About this artificial intelligence and genetics research news
Author: Luisa Low
Source: University of Sydney
Contact: Luisa Low – University of Sydney
Image: The image is credited to Neuroscience News
Original Research: Open access.
“Using artificial intelligence to document the hidden virosphere” by Edwards Holmes et al. Cell
Abstract
Using artificial intelligence to document the hidden virosphere
Current metagenomic tools can fail to identify highly divergent RNA viruses. We developed a deep learning algorithm, termed LucaProt, to discover highly divergent RNA-dependent RNA polymerase (RdRP) sequences in 10,487 metatranscriptomes generated from diverse global ecosystems.
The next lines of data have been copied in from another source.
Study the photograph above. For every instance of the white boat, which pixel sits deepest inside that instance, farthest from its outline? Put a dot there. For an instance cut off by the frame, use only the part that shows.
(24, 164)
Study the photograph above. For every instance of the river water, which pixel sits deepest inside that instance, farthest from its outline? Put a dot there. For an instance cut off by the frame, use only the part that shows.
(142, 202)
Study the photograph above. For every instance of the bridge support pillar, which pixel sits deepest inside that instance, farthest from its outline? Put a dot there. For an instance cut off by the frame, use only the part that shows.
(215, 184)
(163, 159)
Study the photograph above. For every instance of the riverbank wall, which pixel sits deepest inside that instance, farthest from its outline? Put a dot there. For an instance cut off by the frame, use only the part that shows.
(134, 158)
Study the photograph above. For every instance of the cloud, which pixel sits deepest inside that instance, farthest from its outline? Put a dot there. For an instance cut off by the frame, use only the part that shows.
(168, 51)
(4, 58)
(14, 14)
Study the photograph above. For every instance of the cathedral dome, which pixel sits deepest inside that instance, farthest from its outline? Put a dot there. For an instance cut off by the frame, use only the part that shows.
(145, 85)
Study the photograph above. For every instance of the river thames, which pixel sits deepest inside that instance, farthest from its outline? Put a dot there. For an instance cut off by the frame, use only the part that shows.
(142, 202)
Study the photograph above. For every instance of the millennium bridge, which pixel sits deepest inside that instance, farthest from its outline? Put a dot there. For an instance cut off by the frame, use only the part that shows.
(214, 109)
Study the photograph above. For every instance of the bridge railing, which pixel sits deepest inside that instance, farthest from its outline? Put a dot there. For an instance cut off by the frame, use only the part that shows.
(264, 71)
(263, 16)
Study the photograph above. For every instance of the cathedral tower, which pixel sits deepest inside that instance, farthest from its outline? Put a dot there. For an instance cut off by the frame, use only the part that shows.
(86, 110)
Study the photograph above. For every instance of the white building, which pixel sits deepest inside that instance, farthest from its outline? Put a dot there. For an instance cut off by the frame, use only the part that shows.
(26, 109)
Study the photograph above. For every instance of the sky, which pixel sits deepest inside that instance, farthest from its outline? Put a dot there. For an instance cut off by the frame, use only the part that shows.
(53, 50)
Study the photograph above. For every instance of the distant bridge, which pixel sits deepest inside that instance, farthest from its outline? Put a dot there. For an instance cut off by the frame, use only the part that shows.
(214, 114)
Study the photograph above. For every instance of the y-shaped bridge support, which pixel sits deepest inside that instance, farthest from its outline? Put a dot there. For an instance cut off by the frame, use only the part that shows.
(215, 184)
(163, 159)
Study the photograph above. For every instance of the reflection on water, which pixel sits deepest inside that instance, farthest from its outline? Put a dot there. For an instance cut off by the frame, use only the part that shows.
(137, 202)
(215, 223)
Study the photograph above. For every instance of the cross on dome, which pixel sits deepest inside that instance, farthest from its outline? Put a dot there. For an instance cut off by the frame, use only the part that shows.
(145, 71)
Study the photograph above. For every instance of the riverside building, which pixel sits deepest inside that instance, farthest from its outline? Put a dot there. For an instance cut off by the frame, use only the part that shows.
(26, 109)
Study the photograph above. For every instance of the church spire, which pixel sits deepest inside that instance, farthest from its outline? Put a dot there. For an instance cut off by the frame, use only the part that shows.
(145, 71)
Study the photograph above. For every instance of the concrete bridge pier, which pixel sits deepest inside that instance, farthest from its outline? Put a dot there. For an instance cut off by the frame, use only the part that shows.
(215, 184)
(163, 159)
LucaProt integrates both sequence and predicted structural information, enabling the accurate detection of RdRP sequences.
Using this approach, we identified 161,979 potential RNA virus species and 180 RNA virus supergroups, including many previously poorly studied groups, as well as RNA virus genomes of exceptional length (up to 47,250 nucleotides) and genomic complexity. A subset of these novel RNA viruses was confirmed by RT-PCR and RNA/DNA sequencing.
Newly discovered RNA viruses were present in diverse environments, including air, hot springs, and hydrothermal vents, with virus diversity and abundance varying substantially among ecosystems.
This study advances virus discovery, highlights the scale of the virosphere, and provides computational tools to better document the global RNA virome.